# Papas alte Wunderwaffe



## crazyFish (5. Dezember 2007)

Hallo ich habe gerade im Keller meine Angelprötteln mal wieder aufgeräumt und dabei fiel mir wieder ein Köder in die Hand der mir  Rätsel aufgibt.
Vor ca 15 Jahren waren wir in Hvide Sande  in DK und laut seiner Aussage habe in der Zeit die  meisten Angler  diesen KuKö über den Grundgezogen und damit richtig gut Plattfisch gefangen.
Ich habe Ende letzten Jahres  meinen Angelschein gemacht und dann sind wir diesen Sommer nochmal nach Hvide Sande gefahren auf Wunsch meines Vaters ich kann mich ans erste Mal eh kaum erinnern hab da nur noch ein bestimmtes Trauma von(ist ne andere Geschichte erzähl ich dann nochmal warum ich da nochmal hin muss).
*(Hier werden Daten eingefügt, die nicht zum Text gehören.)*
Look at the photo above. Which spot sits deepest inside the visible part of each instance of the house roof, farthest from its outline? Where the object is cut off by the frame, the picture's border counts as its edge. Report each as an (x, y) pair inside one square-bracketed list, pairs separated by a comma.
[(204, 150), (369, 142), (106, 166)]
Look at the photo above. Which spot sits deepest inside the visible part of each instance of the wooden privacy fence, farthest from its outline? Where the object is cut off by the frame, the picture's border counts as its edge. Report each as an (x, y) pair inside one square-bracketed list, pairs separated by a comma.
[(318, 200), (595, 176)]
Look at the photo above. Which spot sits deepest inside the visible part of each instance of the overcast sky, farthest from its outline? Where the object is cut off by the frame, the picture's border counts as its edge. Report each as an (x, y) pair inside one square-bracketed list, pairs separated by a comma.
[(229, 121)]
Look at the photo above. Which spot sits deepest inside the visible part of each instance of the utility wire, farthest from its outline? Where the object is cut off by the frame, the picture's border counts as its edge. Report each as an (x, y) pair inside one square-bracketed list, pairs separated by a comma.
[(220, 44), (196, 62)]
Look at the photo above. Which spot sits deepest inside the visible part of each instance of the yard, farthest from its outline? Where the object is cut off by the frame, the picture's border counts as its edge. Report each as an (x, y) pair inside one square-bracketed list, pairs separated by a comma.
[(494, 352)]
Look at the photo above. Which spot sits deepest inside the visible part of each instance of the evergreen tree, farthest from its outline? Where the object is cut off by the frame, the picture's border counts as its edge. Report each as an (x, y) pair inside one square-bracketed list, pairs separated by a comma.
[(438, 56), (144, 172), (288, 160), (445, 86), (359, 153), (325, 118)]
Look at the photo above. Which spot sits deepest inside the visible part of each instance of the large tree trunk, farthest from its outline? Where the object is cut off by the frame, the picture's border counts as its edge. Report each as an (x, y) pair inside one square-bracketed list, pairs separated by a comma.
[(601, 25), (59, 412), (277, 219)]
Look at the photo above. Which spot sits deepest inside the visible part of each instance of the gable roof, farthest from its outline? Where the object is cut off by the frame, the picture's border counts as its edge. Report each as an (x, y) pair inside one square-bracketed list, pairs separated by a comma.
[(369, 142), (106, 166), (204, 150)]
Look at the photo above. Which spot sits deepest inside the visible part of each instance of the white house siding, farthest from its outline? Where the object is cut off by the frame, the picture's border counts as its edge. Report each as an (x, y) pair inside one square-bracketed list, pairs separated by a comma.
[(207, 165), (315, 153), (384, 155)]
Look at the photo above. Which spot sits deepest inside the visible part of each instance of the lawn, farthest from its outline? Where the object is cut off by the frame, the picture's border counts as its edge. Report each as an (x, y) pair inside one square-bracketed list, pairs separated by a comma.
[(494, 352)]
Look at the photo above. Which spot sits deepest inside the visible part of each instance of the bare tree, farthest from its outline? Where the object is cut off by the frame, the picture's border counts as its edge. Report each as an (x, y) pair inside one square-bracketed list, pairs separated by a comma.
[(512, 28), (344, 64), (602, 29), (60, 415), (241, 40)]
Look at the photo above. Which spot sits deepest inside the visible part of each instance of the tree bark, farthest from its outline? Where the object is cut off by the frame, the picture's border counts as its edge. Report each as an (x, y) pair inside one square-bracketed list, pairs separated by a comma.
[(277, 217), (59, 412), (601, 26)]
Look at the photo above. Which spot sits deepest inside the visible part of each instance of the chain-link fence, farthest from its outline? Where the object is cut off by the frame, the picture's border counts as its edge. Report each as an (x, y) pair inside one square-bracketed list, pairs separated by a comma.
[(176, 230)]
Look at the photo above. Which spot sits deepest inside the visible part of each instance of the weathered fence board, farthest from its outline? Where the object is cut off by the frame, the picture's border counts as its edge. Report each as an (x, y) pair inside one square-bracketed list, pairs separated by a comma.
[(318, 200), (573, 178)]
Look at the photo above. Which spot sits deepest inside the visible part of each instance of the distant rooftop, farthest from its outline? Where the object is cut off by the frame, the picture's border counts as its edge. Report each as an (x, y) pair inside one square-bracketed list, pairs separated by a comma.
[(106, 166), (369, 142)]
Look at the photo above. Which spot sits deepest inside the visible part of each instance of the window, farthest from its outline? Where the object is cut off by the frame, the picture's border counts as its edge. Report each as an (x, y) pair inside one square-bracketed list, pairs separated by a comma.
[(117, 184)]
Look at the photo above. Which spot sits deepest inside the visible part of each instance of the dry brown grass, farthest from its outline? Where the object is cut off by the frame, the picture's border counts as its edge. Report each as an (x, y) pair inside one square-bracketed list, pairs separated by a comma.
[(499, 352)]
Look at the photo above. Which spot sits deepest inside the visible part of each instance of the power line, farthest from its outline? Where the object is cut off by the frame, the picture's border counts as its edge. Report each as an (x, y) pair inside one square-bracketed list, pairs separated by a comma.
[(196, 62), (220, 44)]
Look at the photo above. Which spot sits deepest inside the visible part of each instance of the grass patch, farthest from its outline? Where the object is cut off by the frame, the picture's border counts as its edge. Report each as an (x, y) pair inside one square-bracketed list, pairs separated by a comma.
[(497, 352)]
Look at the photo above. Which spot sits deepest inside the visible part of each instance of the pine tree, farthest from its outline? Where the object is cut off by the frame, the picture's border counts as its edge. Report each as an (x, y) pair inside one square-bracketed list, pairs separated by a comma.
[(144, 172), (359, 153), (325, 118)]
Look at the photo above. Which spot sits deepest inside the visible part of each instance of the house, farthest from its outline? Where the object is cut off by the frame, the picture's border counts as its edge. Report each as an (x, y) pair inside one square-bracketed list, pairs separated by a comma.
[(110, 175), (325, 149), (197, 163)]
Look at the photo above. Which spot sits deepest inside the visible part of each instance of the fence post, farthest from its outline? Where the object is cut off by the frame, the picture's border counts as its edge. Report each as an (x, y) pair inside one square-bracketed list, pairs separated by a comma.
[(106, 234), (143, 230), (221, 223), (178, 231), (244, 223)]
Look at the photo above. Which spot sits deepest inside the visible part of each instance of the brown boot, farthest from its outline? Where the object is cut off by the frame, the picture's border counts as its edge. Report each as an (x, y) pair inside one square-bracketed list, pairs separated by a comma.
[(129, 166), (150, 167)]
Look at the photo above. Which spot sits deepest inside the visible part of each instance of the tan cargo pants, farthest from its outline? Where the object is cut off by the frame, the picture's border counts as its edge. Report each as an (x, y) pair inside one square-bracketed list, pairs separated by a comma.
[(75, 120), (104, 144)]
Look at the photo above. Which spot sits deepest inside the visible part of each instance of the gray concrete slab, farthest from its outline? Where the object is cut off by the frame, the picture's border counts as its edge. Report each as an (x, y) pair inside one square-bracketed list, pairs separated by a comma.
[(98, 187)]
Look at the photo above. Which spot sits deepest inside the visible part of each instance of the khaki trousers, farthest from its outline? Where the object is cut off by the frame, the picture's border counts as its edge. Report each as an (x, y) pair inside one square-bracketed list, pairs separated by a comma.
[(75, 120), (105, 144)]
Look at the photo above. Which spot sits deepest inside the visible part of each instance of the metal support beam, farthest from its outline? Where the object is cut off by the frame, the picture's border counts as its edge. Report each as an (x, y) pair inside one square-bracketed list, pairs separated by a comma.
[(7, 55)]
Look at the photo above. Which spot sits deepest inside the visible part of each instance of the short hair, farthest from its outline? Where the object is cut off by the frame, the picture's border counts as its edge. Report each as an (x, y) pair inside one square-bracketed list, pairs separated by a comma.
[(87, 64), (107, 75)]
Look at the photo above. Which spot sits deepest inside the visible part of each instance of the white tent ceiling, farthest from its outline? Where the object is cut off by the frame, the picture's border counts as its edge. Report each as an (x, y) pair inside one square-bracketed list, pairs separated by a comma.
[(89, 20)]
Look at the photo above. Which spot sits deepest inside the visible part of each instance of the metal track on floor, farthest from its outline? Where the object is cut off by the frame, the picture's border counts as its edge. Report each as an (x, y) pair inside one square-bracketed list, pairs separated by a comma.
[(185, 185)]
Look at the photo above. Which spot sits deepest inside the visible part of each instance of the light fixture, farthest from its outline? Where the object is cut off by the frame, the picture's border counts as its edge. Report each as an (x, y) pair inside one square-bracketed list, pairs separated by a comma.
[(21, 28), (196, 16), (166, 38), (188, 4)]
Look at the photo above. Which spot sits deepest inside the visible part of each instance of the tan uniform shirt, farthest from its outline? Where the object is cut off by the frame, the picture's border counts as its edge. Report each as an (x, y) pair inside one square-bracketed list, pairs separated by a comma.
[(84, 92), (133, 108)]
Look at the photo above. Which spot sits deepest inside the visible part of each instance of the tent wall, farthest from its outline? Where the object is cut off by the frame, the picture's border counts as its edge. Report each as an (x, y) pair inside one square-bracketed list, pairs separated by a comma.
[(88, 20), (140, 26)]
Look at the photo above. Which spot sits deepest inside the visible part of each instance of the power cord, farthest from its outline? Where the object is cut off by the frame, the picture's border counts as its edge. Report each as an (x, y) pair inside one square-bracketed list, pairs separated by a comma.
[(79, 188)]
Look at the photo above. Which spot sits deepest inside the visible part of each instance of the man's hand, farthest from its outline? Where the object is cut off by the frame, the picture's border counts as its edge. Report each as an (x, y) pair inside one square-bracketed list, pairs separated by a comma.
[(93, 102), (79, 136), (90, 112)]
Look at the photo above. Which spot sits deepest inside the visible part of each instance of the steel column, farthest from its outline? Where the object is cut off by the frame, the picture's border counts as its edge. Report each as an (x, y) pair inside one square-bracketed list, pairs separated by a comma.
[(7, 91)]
Nun also haben wir mit dem Angelgerätehändler vor Ort gesprochen, dem sagte dieser Köder gar nix genau wie mir. Am Hafen habe ich den dann einfach mal ausprobiert aber außer Hänger und Abriss nix gewesen. Danach haben wir dann mit normalen Buttmontagen weitergemacht und auch was gefangen .
So nun die Frage was ist dass eigentlich für ein Köder? Würde so vom Gefühl her ja ehr auf einen Pilker tippen aber ich könnte mich nicht erinnern, in dem einen Jahr in dem ich mich mit Angeln beschäftigt habe,  so einen Köder schon einmal gesehen zu haben.
http://img136.*ih.us/img136/8955/buttdingdagn3.jpg


----------



## Chrizzi (5. Dezember 2007)

*AW: Papaa alte Wunderwaffe*

Foto ?

Ah...

Ich würde sagen das ist ein Pilker... oder zumindestens eine Art von Pilker


----------



## Nordlichtangler (5. Dezember 2007)

*AW: Papaa alte Wunderwaffe*

Eigentlich gab's dafür doch mal so ein Ding namens Buttlöffel.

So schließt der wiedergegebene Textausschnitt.